A turn then consists of selecting one of five action cards which allow variations to the rules and additional scoring opportunities in addition to determining how many caballeros to move from your court to one or more of the regions on the board (or into the castillo - a secretive tower). Normally, you may only place your caballeros into regions adjacent to the one containing the king pawn. The one hard and fast rule in El Grande is that nothing may move into or out of the king's region. One of the five action cards that is always available each round allows you to move the king to a new region. The other four action cards vary from round to round.
The goal is to have a caballero majority in as many regions (and the castillo) as possible during a scoring round. Following the scoring of the castillo, you place any caballeros you had stashed there into the region you had secretly indicated on your region dial. Each region is then scored individually according to a table printed in that region. Two-point bonuses are awarded for having sole majority in the region containing your Grande (large meeple) and in the region containing the king.
This game won the "1996 Spiel des Jahres" and the "1996 Deutscher Spiele Preis Best Family/Adult Game" awards. And that is for a good reason: the game mechanisms are still solid today.
If you are fond of classic games the cards are in your favour, try this 2-5 player 60 minute game.

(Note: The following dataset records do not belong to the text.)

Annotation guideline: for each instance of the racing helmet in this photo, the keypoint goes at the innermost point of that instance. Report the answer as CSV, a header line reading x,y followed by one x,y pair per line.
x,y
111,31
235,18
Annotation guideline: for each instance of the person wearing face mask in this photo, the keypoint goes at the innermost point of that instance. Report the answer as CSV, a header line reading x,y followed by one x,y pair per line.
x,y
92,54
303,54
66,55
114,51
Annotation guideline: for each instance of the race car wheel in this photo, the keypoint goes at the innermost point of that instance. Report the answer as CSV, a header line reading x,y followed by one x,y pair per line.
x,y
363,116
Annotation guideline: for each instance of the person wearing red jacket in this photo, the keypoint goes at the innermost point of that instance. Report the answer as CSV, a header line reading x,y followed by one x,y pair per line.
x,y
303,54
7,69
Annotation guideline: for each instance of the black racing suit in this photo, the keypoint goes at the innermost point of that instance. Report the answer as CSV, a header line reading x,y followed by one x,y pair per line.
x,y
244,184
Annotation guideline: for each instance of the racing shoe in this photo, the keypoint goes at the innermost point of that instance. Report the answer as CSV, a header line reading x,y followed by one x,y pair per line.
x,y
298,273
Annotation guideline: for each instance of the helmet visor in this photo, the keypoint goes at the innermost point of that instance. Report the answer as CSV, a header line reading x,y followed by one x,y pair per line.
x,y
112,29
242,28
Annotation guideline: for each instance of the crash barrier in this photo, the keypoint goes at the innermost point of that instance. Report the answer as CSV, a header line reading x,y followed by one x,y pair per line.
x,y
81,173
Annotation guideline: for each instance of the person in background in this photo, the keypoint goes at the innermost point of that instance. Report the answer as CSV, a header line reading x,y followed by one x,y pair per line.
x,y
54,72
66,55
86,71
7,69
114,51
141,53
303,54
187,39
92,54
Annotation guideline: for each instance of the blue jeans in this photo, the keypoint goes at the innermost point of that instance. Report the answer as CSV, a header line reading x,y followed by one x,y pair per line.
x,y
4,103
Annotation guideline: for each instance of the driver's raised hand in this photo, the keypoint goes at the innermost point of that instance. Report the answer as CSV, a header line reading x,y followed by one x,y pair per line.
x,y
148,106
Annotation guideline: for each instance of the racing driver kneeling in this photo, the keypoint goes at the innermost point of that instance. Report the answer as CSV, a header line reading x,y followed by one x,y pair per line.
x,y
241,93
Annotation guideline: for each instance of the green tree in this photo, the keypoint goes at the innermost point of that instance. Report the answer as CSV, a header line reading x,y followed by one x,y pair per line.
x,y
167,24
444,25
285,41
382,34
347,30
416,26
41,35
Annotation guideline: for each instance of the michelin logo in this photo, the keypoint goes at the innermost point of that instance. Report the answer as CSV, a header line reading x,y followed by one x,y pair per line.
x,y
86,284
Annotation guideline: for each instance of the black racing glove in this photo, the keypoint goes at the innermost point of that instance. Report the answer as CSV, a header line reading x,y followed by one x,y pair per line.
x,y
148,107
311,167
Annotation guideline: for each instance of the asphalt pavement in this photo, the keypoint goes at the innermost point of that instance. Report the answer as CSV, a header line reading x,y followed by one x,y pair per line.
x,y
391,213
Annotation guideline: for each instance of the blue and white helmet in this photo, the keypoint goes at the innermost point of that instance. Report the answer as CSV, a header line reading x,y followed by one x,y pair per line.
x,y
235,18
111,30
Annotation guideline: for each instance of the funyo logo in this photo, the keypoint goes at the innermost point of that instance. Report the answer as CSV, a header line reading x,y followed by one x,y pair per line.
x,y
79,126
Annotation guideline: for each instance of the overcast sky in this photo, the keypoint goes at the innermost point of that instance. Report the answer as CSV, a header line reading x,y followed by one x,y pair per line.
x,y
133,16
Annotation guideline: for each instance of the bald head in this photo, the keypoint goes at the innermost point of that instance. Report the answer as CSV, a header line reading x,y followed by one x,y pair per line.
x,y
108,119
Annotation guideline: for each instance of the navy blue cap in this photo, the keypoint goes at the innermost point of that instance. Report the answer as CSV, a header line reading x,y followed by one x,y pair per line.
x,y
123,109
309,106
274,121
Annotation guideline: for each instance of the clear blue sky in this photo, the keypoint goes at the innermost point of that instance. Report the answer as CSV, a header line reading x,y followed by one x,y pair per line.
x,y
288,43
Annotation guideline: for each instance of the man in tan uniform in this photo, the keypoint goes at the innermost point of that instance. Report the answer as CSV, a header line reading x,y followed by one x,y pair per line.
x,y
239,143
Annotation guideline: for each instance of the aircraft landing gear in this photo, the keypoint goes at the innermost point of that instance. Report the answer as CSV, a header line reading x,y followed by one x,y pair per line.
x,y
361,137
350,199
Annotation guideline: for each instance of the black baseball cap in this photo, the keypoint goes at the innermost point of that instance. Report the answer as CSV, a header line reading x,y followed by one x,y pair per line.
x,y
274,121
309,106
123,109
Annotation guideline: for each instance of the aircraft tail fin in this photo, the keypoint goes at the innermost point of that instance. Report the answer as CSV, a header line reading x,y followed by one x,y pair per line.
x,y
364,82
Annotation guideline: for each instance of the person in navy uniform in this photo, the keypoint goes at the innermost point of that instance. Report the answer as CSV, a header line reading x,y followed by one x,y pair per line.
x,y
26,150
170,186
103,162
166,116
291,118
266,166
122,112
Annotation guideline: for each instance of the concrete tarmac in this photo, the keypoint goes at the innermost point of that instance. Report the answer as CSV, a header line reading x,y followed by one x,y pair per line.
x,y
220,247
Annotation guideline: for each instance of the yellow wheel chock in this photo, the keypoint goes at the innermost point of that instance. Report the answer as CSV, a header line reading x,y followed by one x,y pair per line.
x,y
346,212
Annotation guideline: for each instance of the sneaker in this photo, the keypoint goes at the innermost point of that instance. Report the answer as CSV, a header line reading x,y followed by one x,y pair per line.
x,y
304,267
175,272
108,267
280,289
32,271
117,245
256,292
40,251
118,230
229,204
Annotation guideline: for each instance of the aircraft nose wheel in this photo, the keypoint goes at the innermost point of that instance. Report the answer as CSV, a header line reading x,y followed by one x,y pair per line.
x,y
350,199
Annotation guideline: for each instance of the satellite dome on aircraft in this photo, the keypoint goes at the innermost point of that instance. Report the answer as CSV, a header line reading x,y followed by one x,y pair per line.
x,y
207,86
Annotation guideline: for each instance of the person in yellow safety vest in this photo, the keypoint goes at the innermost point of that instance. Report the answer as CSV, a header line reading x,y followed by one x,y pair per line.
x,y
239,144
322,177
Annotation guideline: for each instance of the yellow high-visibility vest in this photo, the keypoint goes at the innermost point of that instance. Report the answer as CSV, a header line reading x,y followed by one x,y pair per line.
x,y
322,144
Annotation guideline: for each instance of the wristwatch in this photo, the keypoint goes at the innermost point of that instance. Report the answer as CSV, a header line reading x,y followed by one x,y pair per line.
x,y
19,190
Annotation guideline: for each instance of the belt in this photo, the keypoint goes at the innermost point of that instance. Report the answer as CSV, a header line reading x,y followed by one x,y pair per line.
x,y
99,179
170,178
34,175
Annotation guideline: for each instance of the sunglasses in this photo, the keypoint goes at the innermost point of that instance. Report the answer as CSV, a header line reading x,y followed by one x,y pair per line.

Still not convinced? Take a look at the game page (there is also a tutorial available for you to learn how to play) here:
Thanks to the amazing work done by VanHlebar and Volker78, our developers, the game is perfectly playable from your computer. We would like to thank them for their amazing work.
Of course, nothing would have been possible without the help of the game designers, Wolfgang Kramer and Richard Ulrich, as well as the publisher, Hans Im Glück for their autorization to have the game on Board Game Arena. Our warmest thanks to them and their teams!
Note about the Veto card: this card was specifically challenging to implement. On Board Game Arena, Veto can be used to cancel any Action card before it is activated. Some Actions can also be cancelled partially, but this is not possible for all Actions. Please note that you can also exclude Veto through an option when starting a game.
That's all for today, folks!
Today's title is not a small game, so you will have time until next week to discover this gem, before the next release.
Have a good time, play fair and be kind to each others!